Un gruppo di ragazze decide di passare una vacanza in un posto tranquillo, lontano dallo stress, dalla routine. Non sanno però che fungeranno da cavie per un esperimento psicologico, oggetto di una tesi di laurea. Si tratta in sostanza di questo: costruire ad arte situazioni di tensione, capaci di creare timore, in modo da poter definire con precisione i contorni della paura.

Il titolo del film che racconta questa storia calza quindi a pennello: Definition of Fear, ovvero la definizione della paura. Il regista James Simpson (Perfect Creature) segue uno schema piuttosto noto nell’ambito horror: la quiete si trasforma in isolamento, il divertimento in terrore.

Il progetto però contiene anche diversi elementi di originalità: tra i più interessanti l’impiego di tecniche di programmazione neuro linguistica nella stesura dei dialoghi. Le parole, così come il tono di voce e il ritmo, sono calibrati cioè secondo una precisa tecnica scientifica utilizzata comunemente in psicologia.

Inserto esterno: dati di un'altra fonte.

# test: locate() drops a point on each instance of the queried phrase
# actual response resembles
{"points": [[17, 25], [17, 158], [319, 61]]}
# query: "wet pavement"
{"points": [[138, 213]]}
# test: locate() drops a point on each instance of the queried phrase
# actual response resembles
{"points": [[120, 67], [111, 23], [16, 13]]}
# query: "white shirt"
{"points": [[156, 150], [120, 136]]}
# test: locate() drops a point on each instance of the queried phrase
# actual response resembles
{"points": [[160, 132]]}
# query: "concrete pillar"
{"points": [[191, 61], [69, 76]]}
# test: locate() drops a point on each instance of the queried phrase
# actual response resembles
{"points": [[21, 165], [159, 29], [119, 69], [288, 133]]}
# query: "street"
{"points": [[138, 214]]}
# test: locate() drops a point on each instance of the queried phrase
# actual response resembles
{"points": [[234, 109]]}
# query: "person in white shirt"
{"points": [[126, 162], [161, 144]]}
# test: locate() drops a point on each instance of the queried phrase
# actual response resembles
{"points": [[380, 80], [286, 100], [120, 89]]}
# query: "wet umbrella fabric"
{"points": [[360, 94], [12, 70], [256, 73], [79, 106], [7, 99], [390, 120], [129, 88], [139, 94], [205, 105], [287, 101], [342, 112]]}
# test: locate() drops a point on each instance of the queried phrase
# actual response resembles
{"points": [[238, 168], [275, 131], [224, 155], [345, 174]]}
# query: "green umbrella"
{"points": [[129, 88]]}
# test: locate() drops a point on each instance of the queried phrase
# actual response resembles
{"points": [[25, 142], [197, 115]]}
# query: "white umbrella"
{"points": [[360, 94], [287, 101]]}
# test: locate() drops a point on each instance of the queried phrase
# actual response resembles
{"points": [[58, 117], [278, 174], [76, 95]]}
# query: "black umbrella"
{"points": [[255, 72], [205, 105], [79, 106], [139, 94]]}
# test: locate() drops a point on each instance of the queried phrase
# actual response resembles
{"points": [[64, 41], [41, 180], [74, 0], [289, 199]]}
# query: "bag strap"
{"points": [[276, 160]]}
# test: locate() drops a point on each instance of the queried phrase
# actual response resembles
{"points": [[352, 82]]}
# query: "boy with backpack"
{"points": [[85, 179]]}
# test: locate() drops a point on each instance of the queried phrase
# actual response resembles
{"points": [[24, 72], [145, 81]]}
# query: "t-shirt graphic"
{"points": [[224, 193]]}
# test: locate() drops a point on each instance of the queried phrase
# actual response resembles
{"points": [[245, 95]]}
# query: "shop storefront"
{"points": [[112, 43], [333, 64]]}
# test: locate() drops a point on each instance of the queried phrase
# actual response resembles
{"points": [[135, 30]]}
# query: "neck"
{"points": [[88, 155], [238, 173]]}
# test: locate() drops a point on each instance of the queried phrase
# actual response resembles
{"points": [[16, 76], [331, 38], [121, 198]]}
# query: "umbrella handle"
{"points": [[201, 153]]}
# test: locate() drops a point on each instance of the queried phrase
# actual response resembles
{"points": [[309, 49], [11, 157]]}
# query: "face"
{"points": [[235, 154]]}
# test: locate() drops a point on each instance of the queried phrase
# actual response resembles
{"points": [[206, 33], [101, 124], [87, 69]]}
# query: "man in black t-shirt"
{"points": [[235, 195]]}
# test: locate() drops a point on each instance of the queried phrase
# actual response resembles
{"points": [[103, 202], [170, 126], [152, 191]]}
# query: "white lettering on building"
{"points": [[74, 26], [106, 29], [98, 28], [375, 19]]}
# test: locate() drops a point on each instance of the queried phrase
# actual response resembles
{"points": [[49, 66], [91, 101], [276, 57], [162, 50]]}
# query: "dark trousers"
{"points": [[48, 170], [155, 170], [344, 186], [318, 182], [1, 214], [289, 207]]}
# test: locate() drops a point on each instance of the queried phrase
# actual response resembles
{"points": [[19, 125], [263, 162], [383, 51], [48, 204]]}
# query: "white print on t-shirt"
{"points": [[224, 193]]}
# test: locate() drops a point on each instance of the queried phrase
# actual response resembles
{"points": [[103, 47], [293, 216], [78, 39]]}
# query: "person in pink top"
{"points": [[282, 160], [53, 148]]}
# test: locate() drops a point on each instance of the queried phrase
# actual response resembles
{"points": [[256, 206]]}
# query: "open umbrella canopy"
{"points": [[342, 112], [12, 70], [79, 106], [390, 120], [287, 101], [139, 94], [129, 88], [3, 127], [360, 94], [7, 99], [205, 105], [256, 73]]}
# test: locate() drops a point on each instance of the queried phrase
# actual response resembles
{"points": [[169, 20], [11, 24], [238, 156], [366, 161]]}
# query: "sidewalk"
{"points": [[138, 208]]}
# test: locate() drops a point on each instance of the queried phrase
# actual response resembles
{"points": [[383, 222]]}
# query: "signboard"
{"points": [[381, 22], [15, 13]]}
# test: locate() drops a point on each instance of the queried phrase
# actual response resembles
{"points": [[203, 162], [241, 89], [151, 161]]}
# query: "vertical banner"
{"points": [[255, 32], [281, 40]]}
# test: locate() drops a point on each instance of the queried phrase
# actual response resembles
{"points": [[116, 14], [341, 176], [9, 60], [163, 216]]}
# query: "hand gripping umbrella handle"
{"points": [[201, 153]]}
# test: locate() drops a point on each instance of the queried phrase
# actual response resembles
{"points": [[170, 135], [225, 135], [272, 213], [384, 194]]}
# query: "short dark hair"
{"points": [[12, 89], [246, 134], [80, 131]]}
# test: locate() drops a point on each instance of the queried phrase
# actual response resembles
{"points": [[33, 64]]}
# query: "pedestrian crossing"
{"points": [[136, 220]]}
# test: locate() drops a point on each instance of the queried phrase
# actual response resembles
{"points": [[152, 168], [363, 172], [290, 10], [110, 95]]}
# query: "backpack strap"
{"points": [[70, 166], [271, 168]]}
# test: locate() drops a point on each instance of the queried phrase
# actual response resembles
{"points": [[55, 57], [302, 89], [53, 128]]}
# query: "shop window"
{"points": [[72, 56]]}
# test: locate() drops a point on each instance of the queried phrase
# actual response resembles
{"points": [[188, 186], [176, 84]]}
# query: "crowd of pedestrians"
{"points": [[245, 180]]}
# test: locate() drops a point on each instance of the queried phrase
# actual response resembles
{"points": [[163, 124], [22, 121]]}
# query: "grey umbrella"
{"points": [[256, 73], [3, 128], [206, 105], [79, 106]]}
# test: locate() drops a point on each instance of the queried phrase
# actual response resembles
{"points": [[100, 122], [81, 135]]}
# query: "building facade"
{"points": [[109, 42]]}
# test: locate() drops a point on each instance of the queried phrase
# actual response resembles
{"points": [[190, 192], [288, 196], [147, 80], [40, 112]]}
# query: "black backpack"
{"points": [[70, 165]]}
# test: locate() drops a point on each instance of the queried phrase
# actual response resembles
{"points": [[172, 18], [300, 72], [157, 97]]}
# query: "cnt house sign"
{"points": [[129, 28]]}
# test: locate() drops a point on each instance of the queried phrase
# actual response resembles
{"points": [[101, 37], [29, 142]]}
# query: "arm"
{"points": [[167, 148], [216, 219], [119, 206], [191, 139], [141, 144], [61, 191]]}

In questo modo è possibile ottenere in generale una comunicazione più efficace: in questo caso, forse, un maggiore e più profondo coinvolgimento emotivo degli spettatori che in un certo senso partecipano, così come le protagoniste della pellicola, a un esperimento riguardo la definizione delle caratteristiche della paura. E del modo di suscitarla.